Magistrado ResponsávelSIMAS SANTOS
Data da Resolução11 de Novembro de 2004
EmissorSupremo Tribunal de Justiça (Portugal)

Acordam no Supremo Tribunal de Justiça I 1.1.

O Tribunal Colectivo de Montemor-o-Novo (proc. nº 13.99.3GFMMN, 1º Juízo) julgou PMNM, com os sinais dos autos, pelo homicídio de JCLC, sob acusação do Ministério Público e das assistentes que deduziram igualmente pedido cível contra o arguido.

E, veio a: - Condenar o arguido, como autor material e na forma consumada de um crime de homicídio do art. 131.º do C. Penal, com a atenuação especial da provocação, na pena de 5 anos de prisão; - Julgar parcialmente procedente o pedido cível e condenar o arguido a pagar às requerentes 78.000 € a título de indemnização por danos patrimoniais e não patrimoniais, acrescida de juros moratórios à taxa legal, os danos patrimoniais, desde a data dos factos, 12-12-1999 e os danos não patrimoniais desde a data da decisão e até integral pagamento.

1.2.

Inconformados, recorreram para a Relação de Évora as assistentes, o arguido e o Ministério Público.

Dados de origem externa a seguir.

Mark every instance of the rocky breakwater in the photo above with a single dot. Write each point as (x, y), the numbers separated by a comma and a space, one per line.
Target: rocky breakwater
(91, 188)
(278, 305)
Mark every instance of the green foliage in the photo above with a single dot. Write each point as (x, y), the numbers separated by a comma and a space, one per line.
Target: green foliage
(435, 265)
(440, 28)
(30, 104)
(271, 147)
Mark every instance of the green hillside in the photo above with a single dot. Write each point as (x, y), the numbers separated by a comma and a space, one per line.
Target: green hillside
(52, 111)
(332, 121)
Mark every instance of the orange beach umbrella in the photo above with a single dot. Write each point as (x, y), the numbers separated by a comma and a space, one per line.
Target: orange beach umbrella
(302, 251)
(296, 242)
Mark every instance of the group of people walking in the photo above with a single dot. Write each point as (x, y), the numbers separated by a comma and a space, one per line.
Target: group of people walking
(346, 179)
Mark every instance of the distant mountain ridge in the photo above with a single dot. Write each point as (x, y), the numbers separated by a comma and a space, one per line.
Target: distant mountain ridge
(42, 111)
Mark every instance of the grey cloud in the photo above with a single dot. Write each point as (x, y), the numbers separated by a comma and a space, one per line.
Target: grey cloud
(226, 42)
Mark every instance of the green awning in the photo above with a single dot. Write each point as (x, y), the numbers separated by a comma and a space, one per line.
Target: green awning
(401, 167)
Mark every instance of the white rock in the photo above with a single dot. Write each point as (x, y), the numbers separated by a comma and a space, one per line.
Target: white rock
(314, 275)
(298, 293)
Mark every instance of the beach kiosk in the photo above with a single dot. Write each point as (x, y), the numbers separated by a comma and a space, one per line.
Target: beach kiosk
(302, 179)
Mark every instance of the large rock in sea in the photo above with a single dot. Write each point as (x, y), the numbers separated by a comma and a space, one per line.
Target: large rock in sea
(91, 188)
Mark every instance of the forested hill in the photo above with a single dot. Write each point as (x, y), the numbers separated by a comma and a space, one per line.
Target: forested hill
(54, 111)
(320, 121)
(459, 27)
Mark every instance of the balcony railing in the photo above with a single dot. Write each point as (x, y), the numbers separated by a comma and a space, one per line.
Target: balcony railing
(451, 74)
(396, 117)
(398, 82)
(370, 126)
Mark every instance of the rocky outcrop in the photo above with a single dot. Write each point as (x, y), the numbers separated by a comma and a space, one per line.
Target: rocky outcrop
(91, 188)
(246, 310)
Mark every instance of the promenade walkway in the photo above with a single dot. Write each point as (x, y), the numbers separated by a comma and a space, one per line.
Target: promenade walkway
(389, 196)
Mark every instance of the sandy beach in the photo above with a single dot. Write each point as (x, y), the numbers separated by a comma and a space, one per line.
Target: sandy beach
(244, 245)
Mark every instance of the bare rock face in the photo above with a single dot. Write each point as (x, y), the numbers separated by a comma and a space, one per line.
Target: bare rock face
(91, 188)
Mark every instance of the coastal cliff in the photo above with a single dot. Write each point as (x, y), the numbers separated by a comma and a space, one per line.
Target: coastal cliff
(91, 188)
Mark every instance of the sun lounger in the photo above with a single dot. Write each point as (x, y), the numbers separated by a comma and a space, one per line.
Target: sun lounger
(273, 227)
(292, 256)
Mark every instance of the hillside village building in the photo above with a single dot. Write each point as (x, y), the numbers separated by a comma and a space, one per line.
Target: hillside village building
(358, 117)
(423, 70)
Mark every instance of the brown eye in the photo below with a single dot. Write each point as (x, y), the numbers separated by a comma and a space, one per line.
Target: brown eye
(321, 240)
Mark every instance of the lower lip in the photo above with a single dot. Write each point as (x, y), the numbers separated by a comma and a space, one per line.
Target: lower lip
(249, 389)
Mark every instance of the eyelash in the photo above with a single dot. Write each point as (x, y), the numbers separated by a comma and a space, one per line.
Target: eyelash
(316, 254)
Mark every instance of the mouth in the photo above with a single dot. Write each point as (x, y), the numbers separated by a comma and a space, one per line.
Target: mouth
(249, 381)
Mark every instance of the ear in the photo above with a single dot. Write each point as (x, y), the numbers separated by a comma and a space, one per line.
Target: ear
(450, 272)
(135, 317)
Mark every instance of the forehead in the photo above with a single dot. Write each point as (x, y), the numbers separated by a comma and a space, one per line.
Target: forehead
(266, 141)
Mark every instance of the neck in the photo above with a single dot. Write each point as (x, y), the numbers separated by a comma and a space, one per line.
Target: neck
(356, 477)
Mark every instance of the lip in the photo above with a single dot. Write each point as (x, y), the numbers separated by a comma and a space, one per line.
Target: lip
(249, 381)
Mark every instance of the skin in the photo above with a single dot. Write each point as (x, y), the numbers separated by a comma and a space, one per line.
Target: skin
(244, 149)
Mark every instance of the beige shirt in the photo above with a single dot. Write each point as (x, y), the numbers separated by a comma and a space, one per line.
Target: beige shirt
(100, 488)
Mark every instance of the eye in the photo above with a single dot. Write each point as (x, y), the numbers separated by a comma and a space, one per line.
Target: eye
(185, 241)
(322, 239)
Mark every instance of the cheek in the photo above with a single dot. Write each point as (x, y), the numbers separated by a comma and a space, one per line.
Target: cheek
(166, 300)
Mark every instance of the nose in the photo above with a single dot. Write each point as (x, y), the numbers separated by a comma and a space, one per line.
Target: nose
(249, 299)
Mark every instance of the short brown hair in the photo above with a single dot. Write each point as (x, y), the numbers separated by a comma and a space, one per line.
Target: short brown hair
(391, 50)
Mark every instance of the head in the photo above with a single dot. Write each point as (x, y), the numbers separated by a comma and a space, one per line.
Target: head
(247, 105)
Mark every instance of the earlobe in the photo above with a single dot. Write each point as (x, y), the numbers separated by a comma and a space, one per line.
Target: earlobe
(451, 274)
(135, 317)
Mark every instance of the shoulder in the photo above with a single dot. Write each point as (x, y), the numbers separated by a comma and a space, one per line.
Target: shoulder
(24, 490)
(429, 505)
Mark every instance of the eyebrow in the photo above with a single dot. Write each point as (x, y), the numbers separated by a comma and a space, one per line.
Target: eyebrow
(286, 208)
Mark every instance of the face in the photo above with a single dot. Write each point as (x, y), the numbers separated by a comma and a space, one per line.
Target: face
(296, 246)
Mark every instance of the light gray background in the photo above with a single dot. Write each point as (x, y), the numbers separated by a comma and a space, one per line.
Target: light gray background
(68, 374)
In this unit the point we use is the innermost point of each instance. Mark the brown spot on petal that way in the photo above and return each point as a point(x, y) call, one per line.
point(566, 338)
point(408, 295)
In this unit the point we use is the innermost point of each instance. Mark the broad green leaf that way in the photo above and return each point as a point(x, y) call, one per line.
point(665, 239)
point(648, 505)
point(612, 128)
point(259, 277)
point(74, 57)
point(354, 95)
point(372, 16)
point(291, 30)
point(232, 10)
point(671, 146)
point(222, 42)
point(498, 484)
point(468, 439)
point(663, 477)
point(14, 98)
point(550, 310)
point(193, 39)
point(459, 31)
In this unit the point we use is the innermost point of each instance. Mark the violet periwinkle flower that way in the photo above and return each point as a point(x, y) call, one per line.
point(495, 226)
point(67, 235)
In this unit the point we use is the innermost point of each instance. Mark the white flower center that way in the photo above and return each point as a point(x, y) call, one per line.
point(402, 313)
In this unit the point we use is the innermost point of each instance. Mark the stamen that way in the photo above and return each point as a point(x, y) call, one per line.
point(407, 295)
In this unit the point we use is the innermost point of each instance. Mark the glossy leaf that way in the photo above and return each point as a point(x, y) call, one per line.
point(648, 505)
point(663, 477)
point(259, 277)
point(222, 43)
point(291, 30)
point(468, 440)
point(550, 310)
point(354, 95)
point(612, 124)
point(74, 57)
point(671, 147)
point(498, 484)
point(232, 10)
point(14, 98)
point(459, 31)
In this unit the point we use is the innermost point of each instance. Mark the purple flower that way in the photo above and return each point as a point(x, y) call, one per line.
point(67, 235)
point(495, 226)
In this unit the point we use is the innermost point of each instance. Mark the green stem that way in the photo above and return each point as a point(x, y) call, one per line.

Esse Tribunal Superior veio a negar provimento ao recurso interposto pelo Ministério Público, conceder parcial provimento ao recurso interposto pelo arguido quanto à pena concreta aplicada que fixaram em 4 anos de prisão e ao recurso das assistentes quanto ao erro de cálculo do montante total indemnizatório, que rectificaram, condenando o arguido a pagar às requerentes a quantia global de 98.000 € a título de indemnização por danos patrimoniais e não patrimoniais, acrescida de juros moratórios à taxa legal, os danos patrimoniais, desde a data dos factos, 12-12-1999 e os danos não patrimoniais desde a data da decisão e até integral pagamento.

No mais foi mantida a decisão da primeira instância.

II Ainda inconformados, recorreram a este Supremo Tribunal de Justiça o Ministério Público, as assistentes e o arguido.

2.1. Recurso do Ministério Público 2.1.1.

O Ministério Público pede a revogação do acórdão recorrido no que respeita à medida concreta da pena e a condenação do o arguido pela prática de um crime de homicídio do art. 131. ° do C. Penal com a atenuação especial da provocação da al b) do n.° 2 do art. 72.° do mesmo diploma, na média entre os limites mínimo (1 ano, 7 meses e 2 dias) e máximo (10 anos e 8 meses) da moldura penal e nunca inferior a 5 anos de prisão.

Conclui, em conformidade: 1.ª - O douto acórdão recorrido condenou o arguido na pena de 4 anos de prisão pela prática de um crime de homicídio previsto e punido pelo art.° 131.° do Código Penal, com a atenuação especial da provocação contida no artigo 72.° do mesmo diploma legal.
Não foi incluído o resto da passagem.